Herein lies perhaps my one criticism of the game. What makes this game special and exciting is the same thing that keeps me from thinking this will be a game I play with the same people over and over. That bluffing element where you read your opponents and carefully select which card will be face up and which will hide face down, that kind of thing gets a little old if you’re constantly facing the same opponents. To be fair, it’s the same type of thing that happens if you have a group that plays games like The Resistance a ton. I think this game will continue to shine at our local game nights because new players can rotate in regularly, keeping things fresh and unpredictable. And if your group is the kind to play social deduction style games over and over, still loving them and developing a meta within your meta despite repeated plays, you may not honestly care about this criticism.

tussie mussie wallet

Image of the proposed final wallet design.

Final Thoughts

All in all, I think Tussie-Mussie makes either a great addition to the Button Shy section of your game shelf or a great launching point to start one. When I first started buying Button Shy products I thought I’d just pick up a couple small games, easy things to toss in a game night or travel bag. I continue to be amazed at just how different each new design they offer really is, and I’m now well on my way to owning a dozen of their different titles.

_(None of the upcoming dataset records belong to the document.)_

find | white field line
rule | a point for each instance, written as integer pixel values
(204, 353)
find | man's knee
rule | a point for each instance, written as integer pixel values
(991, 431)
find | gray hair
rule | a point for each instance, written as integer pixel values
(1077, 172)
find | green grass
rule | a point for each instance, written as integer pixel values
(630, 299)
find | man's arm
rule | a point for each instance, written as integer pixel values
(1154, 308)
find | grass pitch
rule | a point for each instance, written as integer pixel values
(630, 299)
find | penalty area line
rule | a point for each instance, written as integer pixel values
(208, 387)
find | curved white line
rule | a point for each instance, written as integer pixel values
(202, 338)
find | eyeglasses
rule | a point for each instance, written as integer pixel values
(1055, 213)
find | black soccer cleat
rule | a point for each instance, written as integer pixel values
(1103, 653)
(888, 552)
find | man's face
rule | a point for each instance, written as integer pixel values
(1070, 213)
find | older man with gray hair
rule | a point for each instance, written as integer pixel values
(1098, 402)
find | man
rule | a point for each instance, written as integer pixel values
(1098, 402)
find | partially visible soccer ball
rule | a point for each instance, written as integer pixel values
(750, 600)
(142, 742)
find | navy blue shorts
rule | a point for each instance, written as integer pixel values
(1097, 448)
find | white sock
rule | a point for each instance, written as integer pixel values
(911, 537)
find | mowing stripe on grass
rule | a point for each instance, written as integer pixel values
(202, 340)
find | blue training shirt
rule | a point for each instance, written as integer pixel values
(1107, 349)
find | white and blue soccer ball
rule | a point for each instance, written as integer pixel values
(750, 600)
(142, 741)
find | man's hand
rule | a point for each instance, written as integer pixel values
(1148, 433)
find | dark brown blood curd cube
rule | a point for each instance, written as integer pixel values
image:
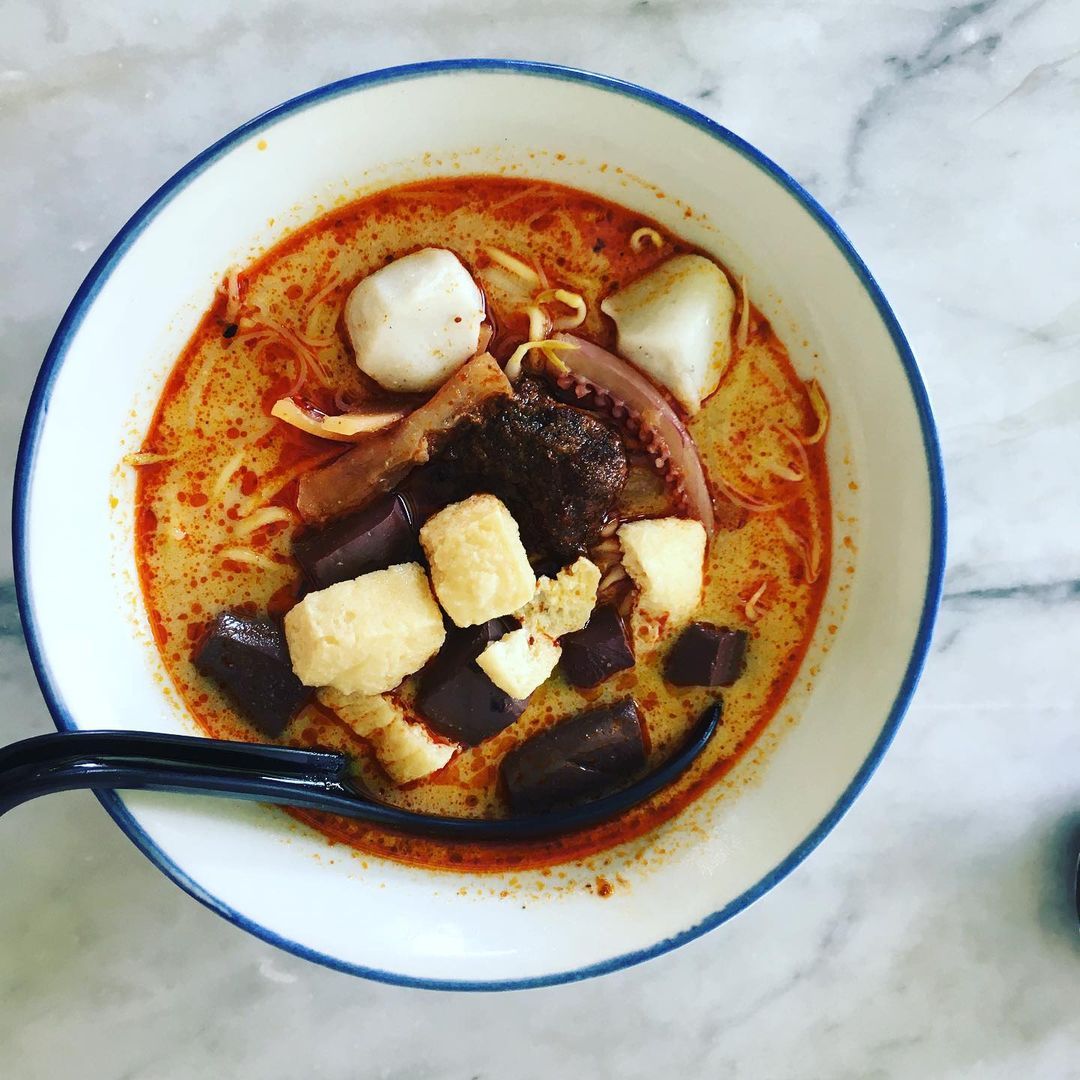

Tussie-Mussie continues in that trend of quality publishing, so if it sounds like a game you would enjoy, I strongly encourage you to check out their Kickstarter (link back at the top of the article). There is also a solo mode that will be included, though the rules weren't provided at the time of this preview, if that helps to sway you one way or the other. I’ll end as I usually do for Button Shy’s stuff, and that is to say that if you’re still not sure, for $10 you really can’t go wrong giving this one a try.